City of Asylum Jazz Poetry Concert Under the Big Top | Pittsburgh City Paper

City of Asylum Jazz Poetry Concert Under the Big Top

Post Written by Mike Schneider

You have to love a poem that recalls a Squirrel Hill domestic scene from 1945, a first-generation immigrant father “doing the dance / of old Ukraine, the sound of his skin half drum, / half fart.”

How many poems say “fart”? Small hooray for that alone. But the poem goes on to register the pain of mid-20th-century history (capital “H”) — economic depression in America, the Holocaust in Europe — in an amazing swoop of language:

in Pittsburgh, beautiful filthy Pittsburgh, home
of the evil Mellons, 5,000 miles away
from the other dancing — in Poland and Germany —
oh God of mercy, oh wild God.

Gerald Stern at the Jazz Poetry reading
Some readers will recognize this as the close of Gerald Stern’s poem "The Dancing." A National Book Award winner (1998), along with many other honors for more than 20 published collections, Stern has been (and remains, at almost 90) one of the vital forces of American poetry over the past 40 years. His return to the city that launched him highlighted City of Asylum/Pittsburgh’s 10th Annual Jazz Poetry Concert.

The concert was held this year for the first time under a big tent in West Park. COAP’s ambitious move of this uniquely Pittsburgh, multidisciplinary, multicultural arts event to a larger space, in green surroundings with insect song on a summer night, came off well. This past Saturday’s SRO crowd of about 775 (the event’s highest ever) drew energy from the powerful, 17-piece Oliver Lake Big Band.

Taking a cue from the big tent setting, Lake’s brassy — in all senses of the word — musicians, including not 76 but no less than four trombones, marched in like a circus parade, horns blaring cacophonously around a single pitch from Lake’s saxophone, like elephant mating calls, a joyous, chaotic party-starter. Whoever did the staging deserves credit.

This virtuosic band will set you back $45 a ticket next weekend at New York City fabled Iridium, but on Saturday was free to Pittsburghers.

Oliver Lake leads the Oliver Lake Big Band
On stage, the group blasted from the gate to the finish, with multi-layered, jazzy dissonance interladen with ear-wakening tonal clusters. From these somewhat avant-garde effects, listener’s jazz, the band often showed remarkable light-footed-ness, shifting seamlessly to danceable big-band swing, with notable piano from Yoichi Uzeki on “The Whole World.”

Billed as “Global English,” the jazz-poetry collaborations preceded Stern with: Ali Cobby Eckermann, an aboriginal Australian woman; Kei Miller, from Jamaica; and TJ Dema, from Botswana.
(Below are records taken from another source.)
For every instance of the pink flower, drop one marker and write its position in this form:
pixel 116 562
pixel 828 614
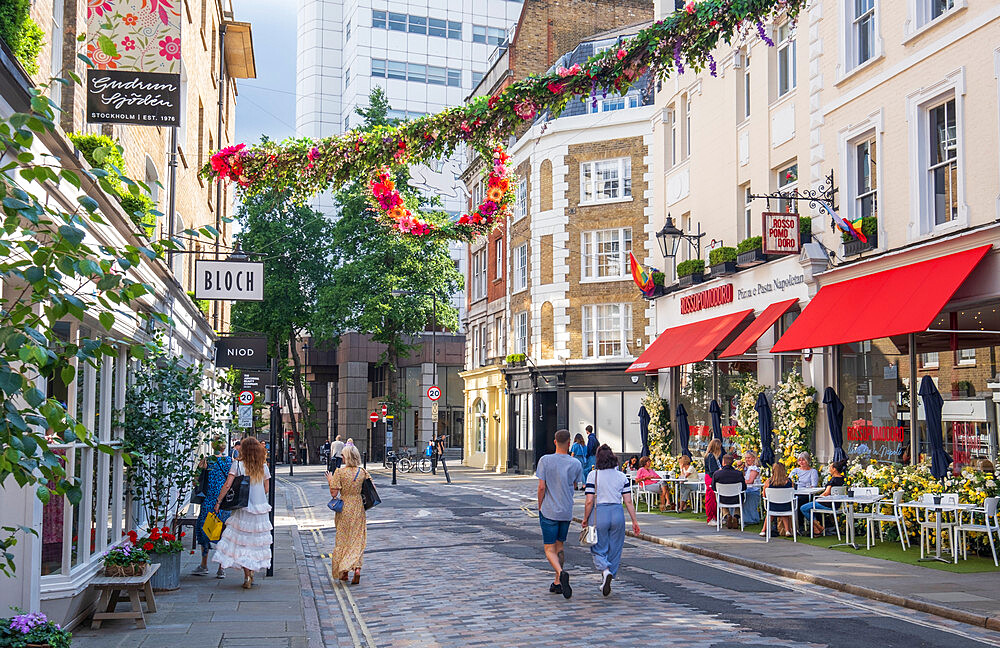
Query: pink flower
pixel 170 48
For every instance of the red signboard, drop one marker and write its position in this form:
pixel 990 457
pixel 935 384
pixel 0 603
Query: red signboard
pixel 781 233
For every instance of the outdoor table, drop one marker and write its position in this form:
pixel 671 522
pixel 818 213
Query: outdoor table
pixel 849 503
pixel 939 509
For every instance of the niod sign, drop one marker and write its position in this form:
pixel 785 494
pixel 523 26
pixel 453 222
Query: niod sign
pixel 781 233
pixel 242 352
pixel 707 299
pixel 129 97
pixel 229 280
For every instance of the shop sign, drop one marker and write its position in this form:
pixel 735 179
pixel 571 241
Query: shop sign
pixel 710 298
pixel 781 233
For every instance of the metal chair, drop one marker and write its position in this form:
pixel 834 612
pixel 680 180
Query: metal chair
pixel 990 525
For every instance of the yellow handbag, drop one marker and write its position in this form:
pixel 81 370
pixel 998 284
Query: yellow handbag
pixel 212 527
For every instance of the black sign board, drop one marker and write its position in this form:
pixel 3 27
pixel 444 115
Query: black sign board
pixel 129 97
pixel 242 352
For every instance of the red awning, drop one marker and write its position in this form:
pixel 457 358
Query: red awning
pixel 892 302
pixel 685 344
pixel 757 328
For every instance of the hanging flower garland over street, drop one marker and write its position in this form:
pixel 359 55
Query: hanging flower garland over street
pixel 304 167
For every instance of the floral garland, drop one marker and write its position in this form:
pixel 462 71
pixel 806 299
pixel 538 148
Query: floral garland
pixel 795 411
pixel 303 167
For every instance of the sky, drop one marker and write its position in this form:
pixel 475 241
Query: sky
pixel 266 105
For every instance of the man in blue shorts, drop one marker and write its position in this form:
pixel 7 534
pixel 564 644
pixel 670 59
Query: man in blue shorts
pixel 557 473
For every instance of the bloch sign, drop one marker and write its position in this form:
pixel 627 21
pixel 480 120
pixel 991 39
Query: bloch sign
pixel 781 233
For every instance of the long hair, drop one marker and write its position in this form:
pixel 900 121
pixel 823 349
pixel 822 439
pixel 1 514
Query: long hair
pixel 253 455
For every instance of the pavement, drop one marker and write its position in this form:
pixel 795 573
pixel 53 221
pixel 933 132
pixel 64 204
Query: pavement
pixel 462 565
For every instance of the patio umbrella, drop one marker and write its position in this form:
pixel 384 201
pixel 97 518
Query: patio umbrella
pixel 683 429
pixel 644 430
pixel 932 412
pixel 766 427
pixel 716 413
pixel 835 419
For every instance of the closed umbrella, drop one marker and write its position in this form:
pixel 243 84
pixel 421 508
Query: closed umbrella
pixel 766 427
pixel 683 429
pixel 932 412
pixel 835 419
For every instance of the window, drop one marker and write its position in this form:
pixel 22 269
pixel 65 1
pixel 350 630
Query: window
pixel 867 196
pixel 605 253
pixel 786 59
pixel 943 163
pixel 605 327
pixel 521 199
pixel 787 177
pixel 606 180
pixel 520 271
pixel 521 332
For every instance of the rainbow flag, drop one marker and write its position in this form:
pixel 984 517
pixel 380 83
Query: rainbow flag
pixel 641 277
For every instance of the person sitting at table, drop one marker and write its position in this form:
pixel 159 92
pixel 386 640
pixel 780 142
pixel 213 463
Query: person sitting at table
pixel 837 469
pixel 728 475
pixel 751 501
pixel 650 481
pixel 779 479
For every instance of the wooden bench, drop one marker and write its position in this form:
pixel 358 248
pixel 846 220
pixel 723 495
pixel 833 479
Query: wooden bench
pixel 118 589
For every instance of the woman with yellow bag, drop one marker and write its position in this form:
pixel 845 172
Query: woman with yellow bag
pixel 217 469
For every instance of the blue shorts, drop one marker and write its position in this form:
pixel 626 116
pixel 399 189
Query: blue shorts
pixel 553 530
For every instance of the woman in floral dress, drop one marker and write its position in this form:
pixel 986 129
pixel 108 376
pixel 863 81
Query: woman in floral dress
pixel 352 535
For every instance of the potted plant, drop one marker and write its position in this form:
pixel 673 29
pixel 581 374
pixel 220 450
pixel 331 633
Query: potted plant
pixel 869 227
pixel 125 560
pixel 33 630
pixel 722 260
pixel 165 548
pixel 749 252
pixel 516 359
pixel 691 272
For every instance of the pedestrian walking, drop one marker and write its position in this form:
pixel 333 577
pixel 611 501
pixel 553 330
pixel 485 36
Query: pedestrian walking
pixel 557 473
pixel 352 533
pixel 607 490
pixel 246 540
pixel 217 467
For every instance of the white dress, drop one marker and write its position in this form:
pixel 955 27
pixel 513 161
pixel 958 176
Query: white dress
pixel 246 540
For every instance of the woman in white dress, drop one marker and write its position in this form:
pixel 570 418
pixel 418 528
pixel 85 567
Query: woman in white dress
pixel 246 540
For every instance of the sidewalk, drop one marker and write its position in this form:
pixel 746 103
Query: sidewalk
pixel 969 598
pixel 205 611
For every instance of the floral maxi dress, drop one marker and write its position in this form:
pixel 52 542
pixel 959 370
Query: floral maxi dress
pixel 352 536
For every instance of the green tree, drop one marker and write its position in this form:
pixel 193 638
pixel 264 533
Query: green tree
pixel 370 262
pixel 294 241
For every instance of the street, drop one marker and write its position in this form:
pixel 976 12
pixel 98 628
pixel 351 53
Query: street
pixel 462 565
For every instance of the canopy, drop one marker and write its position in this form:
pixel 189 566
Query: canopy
pixel 757 328
pixel 892 302
pixel 688 343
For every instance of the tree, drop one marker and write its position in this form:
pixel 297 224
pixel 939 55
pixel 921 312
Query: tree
pixel 294 240
pixel 370 262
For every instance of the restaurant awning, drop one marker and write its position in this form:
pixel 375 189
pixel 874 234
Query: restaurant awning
pixel 757 328
pixel 686 344
pixel 892 302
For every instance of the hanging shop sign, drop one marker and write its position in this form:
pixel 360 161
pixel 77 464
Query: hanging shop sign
pixel 135 50
pixel 229 280
pixel 242 352
pixel 781 233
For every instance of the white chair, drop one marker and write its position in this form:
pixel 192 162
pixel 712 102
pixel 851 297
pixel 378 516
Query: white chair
pixel 877 517
pixel 990 525
pixel 780 496
pixel 728 490
pixel 835 491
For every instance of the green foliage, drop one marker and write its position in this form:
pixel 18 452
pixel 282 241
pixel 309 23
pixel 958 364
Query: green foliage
pixel 721 255
pixel 690 267
pixel 22 35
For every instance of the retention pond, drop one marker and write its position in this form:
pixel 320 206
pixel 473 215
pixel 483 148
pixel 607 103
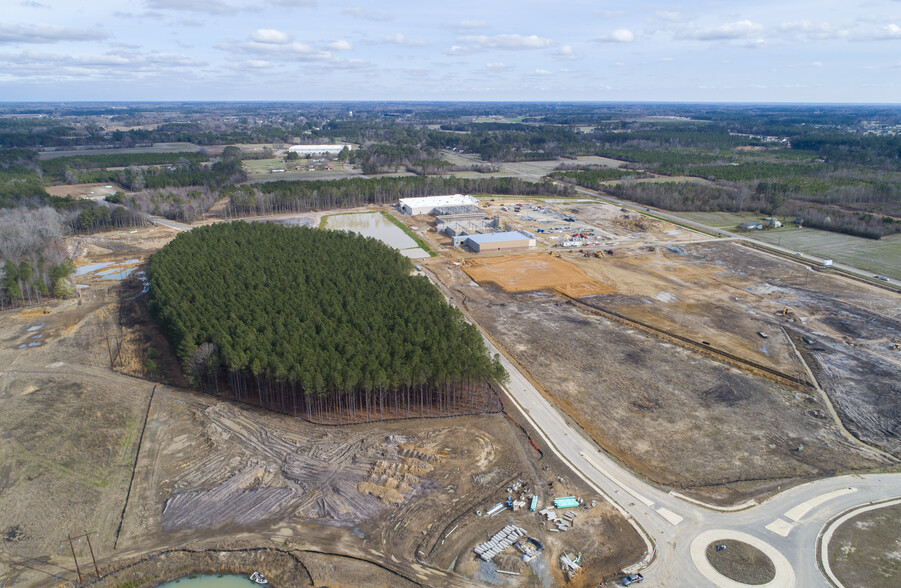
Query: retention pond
pixel 373 224
pixel 210 582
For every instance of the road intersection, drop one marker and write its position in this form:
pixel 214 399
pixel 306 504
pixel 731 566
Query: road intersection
pixel 677 531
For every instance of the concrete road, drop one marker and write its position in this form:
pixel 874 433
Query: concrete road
pixel 158 220
pixel 789 523
pixel 676 529
pixel 656 213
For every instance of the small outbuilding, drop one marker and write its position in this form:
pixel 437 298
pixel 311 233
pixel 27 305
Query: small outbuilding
pixel 499 241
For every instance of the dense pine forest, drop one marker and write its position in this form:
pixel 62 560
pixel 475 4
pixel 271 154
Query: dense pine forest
pixel 325 325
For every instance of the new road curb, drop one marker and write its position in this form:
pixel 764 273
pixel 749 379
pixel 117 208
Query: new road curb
pixel 830 528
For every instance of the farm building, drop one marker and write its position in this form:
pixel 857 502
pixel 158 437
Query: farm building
pixel 318 149
pixel 499 241
pixel 428 204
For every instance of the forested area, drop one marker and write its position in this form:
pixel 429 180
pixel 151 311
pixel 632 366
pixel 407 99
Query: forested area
pixel 91 168
pixel 302 196
pixel 316 323
pixel 33 261
pixel 595 178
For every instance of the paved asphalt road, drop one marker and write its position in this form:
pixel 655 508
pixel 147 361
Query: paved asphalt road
pixel 795 517
pixel 673 523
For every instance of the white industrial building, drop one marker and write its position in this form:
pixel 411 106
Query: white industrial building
pixel 499 241
pixel 427 205
pixel 318 149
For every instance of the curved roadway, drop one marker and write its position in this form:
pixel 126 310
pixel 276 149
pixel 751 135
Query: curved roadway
pixel 790 522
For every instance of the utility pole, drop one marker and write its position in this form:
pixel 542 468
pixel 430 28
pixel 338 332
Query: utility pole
pixel 94 559
pixel 77 569
pixel 75 557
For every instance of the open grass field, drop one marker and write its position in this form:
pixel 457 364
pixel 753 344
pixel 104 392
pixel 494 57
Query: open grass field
pixel 880 257
pixel 722 220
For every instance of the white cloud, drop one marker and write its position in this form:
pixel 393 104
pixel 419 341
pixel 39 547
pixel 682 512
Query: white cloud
pixel 205 6
pixel 128 60
pixel 618 36
pixel 272 36
pixel 365 14
pixel 294 3
pixel 670 15
pixel 566 52
pixel 472 24
pixel 888 32
pixel 282 49
pixel 41 33
pixel 804 30
pixel 402 40
pixel 743 29
pixel 473 43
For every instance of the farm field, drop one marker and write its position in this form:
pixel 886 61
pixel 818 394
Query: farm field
pixel 91 191
pixel 881 256
pixel 725 220
pixel 676 333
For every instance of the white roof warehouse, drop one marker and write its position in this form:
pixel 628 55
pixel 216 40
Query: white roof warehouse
pixel 416 206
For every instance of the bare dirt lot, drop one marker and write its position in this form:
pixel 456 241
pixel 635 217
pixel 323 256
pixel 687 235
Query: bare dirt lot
pixel 866 550
pixel 675 409
pixel 90 191
pixel 207 474
pixel 535 272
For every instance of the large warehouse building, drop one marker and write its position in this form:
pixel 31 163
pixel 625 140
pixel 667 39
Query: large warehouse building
pixel 318 149
pixel 499 241
pixel 427 205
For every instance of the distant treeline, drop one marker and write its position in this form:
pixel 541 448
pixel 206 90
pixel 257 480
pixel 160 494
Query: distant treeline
pixel 593 178
pixel 732 197
pixel 71 168
pixel 301 196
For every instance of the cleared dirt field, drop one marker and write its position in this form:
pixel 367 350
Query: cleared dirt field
pixel 208 474
pixel 866 550
pixel 535 272
pixel 91 191
pixel 650 379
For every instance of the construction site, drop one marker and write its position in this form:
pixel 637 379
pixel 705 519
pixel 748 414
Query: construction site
pixel 704 365
pixel 108 444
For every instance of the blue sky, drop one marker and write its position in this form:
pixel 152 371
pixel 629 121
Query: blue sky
pixel 735 51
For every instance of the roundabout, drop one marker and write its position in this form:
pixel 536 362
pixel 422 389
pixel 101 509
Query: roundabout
pixel 783 575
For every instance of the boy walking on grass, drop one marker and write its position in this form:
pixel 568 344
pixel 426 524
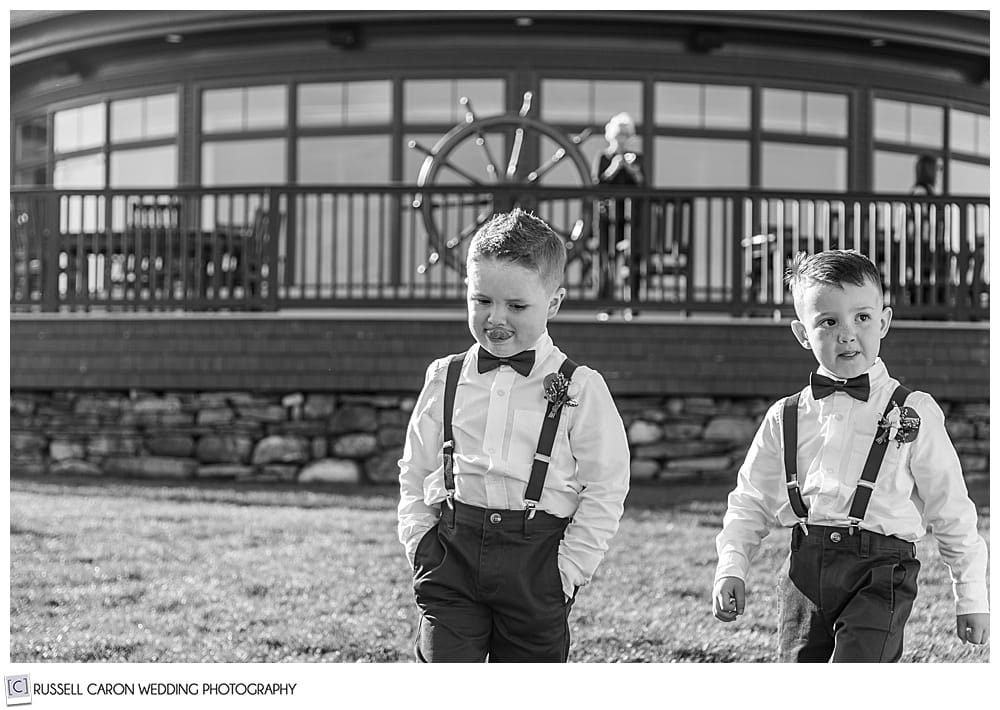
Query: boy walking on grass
pixel 515 468
pixel 860 468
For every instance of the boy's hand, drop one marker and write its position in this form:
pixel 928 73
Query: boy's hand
pixel 973 628
pixel 728 598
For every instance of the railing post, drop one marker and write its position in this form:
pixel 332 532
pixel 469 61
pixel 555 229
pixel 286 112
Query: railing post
pixel 49 234
pixel 271 249
pixel 737 257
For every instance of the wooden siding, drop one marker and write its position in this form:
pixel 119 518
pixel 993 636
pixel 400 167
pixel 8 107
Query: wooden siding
pixel 369 353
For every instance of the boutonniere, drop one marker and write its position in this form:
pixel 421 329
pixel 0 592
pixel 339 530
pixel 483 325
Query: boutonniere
pixel 901 424
pixel 556 388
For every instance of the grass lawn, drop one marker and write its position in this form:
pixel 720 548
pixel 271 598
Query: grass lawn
pixel 167 572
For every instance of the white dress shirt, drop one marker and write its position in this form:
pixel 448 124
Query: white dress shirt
pixel 919 486
pixel 496 422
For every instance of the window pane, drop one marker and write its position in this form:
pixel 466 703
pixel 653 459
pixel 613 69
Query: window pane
pixel 126 120
pixel 782 110
pixel 32 140
pixel 611 97
pixel 970 133
pixel 678 104
pixel 969 178
pixel 84 172
pixel 891 121
pixel 222 110
pixel 369 102
pixel 144 167
pixel 161 115
pixel 266 107
pixel 253 162
pixel 894 172
pixel 437 100
pixel 593 102
pixel 566 101
pixel 826 114
pixel 79 128
pixel 727 107
pixel 785 166
pixel 344 159
pixel 926 125
pixel 241 109
pixel 701 162
pixel 321 104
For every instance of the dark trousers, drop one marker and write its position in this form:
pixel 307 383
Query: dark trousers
pixel 846 597
pixel 488 586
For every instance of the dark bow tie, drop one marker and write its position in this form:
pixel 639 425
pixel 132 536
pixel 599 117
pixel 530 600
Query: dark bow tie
pixel 858 387
pixel 522 362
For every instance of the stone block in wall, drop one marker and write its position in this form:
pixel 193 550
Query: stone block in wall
pixel 60 449
pixel 642 432
pixel 216 416
pixel 643 469
pixel 103 406
pixel 303 427
pixel 223 448
pixel 730 429
pixel 392 417
pixel 679 449
pixel 959 428
pixel 682 429
pixel 331 471
pixel 75 467
pixel 353 417
pixel 27 465
pixel 318 447
pixel 701 463
pixel 383 467
pixel 281 449
pixel 268 413
pixel 354 446
pixel 390 436
pixel 150 466
pixel 170 445
pixel 223 470
pixel 25 441
pixel 114 445
pixel 319 406
pixel 22 407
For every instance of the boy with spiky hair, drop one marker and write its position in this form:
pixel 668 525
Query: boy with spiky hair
pixel 860 468
pixel 515 468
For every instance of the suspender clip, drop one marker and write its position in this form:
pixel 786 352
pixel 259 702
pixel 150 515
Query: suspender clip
pixel 529 508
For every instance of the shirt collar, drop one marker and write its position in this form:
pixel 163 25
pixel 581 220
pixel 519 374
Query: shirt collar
pixel 878 374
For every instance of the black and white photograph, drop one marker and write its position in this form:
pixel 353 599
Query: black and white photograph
pixel 577 336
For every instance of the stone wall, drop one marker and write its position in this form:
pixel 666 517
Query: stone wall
pixel 309 437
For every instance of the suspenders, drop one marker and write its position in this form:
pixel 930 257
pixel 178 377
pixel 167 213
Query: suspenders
pixel 866 483
pixel 543 452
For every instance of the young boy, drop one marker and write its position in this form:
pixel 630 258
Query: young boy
pixel 859 470
pixel 514 473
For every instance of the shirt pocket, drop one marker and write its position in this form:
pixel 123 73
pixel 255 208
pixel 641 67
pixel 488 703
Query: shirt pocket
pixel 520 447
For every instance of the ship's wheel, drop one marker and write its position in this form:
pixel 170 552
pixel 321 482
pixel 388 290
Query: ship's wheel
pixel 486 153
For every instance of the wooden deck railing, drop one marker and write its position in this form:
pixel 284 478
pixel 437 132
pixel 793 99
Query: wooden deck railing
pixel 323 247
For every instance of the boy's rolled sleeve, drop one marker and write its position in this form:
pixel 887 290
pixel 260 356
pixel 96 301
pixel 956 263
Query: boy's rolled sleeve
pixel 422 457
pixel 948 511
pixel 600 450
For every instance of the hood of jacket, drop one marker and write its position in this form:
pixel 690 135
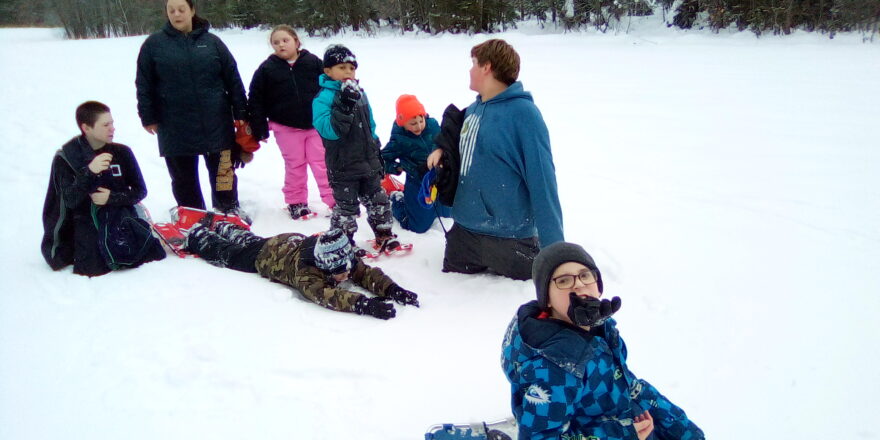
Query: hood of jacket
pixel 200 26
pixel 563 344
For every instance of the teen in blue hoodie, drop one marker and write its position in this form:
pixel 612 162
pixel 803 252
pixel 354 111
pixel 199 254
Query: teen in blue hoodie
pixel 566 362
pixel 506 204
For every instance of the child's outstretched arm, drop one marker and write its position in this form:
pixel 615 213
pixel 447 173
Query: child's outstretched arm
pixel 329 119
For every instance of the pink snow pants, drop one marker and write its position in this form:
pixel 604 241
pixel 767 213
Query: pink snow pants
pixel 300 148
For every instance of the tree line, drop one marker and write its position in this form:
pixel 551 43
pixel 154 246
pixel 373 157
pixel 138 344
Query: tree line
pixel 107 18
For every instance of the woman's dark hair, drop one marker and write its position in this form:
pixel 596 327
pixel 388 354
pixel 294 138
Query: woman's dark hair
pixel 89 112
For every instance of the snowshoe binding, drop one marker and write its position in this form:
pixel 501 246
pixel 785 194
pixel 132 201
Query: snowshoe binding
pixel 300 211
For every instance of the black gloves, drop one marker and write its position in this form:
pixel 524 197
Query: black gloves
pixel 589 311
pixel 349 96
pixel 402 296
pixel 235 156
pixel 377 307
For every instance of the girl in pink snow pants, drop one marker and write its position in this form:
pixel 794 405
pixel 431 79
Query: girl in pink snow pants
pixel 280 99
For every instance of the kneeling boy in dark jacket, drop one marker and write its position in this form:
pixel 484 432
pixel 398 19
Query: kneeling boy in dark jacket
pixel 315 265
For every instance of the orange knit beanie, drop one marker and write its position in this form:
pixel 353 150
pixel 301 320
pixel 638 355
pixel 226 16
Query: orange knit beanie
pixel 408 107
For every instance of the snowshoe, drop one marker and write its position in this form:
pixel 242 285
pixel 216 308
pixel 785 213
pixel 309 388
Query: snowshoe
pixel 364 253
pixel 499 430
pixel 236 211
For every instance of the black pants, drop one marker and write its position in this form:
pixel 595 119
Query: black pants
pixel 184 171
pixel 470 252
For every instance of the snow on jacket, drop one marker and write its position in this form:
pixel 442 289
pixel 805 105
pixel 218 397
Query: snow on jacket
pixel 410 152
pixel 507 181
pixel 289 259
pixel 283 93
pixel 566 382
pixel 189 85
pixel 350 142
pixel 69 232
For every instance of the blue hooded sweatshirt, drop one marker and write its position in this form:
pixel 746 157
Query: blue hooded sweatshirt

All delivered their words, backed discreetly and effectively by Lake and the band, with strong performance skills.

More than the others, Dema, who’s studied at the University of Iowa Writing Program, challenged her audience to think with lines such as “Poems, poems are bullshit . . . unless they reach someone.” Though the statement is simplistic, with her accomplished stage presence, the rhetorical effect was smashing.

Then came Stern, in a flashy white-straw hat, leaning on his bright red metal cane, silently making his way step-by-step to a seat at the podium, commanding the audience without a word. He was born in the Hill District, raised as a working-class kid in Squirrel Hill and was a walk-on running back for the University of Pittsburgh football team who sparred with Billy Conn. Stern is — I could be wrong, but I think this brooks not much argument — the greatest poet Pittsburgh has produced.

All six of the relatively short poems he read brought forth spontaneous, enthusiastic applause. If you want to read them, there they are:

Frogs
The Bite
Counting
Cow Worship
Hemingway’s House
The Dancing

Following Stern, Lake and local actress Tami Dixon debuted “Stoopin’ is a Verb,” from a work in progress that combines original music with dialogue taken from interviews of North Side residents. A short closing set from Lake’s band included Robert Sabin’s thrumming extended bass solo, supported exquisitely by a chorus of North Side crickets in the West Park trees.